Evidently, currency markets were priced for a slightly more dovish tilt from the Fed chair. In response, the US dollar strengthened against the major pairs.

US stocks got sold off, with the S&P500 closing down more than one per cent. And as has often been the case lately, President Trump wasn’t happy:

All roads lead to the Fed

The price action demonstrates how unexpected moves from the US Fed filter through into other asset classes.

Speaking on Commsec today, analyst Steven Daghlian highlighted that for commodities — most of which are priced in US dollars — a sharp rise in the greenback usually weighs on prices.

Gold typically moves inversely to the USD, while iron ore prices fell by more than two per cent this morning.

That weighed on Australia’s big miners today, with the ASX200 resources and materials indexes both falling by more than 1.5 per cent.

As a broader asset class, equities often respond negatively when the outlook for higher rates starts to rise faster than expected.

However, broader falls on the local market today may have been partially offset by the strength in the US dollar.
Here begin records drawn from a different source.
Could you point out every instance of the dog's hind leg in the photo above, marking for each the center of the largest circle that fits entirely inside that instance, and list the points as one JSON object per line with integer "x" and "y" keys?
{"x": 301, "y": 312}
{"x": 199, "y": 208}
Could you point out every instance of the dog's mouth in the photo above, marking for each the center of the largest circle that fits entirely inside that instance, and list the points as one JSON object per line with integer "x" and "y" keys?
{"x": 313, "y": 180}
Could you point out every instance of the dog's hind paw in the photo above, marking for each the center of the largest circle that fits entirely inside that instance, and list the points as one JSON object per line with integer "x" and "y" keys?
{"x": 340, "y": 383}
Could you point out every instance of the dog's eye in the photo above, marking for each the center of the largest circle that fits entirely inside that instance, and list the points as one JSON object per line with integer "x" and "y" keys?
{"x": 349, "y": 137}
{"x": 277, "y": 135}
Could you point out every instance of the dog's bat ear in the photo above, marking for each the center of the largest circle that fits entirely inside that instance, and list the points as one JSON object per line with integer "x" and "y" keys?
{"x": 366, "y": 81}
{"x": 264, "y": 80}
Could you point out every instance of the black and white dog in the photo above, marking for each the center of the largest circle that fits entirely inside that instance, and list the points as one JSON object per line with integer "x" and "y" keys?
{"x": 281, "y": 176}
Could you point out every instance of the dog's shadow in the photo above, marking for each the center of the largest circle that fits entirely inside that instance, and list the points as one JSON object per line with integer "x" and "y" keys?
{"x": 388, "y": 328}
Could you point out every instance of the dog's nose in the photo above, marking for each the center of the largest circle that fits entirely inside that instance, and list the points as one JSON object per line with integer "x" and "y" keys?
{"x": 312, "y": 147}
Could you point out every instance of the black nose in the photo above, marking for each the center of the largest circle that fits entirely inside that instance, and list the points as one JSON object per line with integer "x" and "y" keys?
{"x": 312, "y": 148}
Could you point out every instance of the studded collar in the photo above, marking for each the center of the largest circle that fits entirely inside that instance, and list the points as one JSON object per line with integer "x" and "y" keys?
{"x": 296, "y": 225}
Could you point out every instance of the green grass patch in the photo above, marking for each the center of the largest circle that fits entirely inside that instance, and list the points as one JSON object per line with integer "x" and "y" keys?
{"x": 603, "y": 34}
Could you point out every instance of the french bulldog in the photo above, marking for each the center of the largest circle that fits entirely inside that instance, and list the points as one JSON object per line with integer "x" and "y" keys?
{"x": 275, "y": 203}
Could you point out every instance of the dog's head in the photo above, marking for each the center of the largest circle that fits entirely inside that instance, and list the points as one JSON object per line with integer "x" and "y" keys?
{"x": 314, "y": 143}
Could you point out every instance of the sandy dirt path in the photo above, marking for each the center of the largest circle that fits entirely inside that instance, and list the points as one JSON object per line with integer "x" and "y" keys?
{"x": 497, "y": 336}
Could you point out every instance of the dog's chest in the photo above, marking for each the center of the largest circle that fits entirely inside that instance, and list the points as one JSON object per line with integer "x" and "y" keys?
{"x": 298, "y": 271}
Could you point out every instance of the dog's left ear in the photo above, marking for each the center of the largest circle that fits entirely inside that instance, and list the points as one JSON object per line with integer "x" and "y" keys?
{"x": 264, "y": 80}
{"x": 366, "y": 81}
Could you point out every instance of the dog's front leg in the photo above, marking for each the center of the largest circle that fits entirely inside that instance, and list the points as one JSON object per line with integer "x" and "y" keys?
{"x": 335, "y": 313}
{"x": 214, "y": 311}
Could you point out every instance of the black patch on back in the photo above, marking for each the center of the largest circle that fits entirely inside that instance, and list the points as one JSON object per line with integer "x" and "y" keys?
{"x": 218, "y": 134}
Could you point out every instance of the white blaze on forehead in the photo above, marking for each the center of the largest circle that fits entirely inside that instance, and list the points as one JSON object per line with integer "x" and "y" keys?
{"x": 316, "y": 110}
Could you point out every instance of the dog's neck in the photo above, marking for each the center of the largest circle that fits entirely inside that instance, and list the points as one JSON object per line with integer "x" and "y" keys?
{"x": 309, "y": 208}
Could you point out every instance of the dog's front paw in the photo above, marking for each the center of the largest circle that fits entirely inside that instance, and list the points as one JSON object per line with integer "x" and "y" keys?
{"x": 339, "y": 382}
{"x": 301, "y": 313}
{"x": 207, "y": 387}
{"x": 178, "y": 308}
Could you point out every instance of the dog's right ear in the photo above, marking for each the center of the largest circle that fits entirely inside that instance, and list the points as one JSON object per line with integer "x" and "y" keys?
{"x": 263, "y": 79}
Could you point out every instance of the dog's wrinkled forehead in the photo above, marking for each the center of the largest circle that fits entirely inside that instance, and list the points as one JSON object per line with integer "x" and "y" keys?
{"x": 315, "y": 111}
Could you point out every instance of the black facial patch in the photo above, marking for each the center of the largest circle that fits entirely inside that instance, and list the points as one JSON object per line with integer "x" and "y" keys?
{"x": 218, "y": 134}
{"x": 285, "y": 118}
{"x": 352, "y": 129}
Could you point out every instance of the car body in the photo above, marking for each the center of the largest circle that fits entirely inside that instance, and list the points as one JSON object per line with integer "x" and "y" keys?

That pushed the AUD further below US69 cents — close to its lowest level since the 2008 financial crisis.

On the macro level, companies operating within Australia’s trade-exposed can often find demand from capital investment flows when the Australian dollar falls.

With major central banks across the globe recently shifting to much more dovish policy positions, the near-term rates outlook will have an important bearing on equity valuations — both locally and abroad.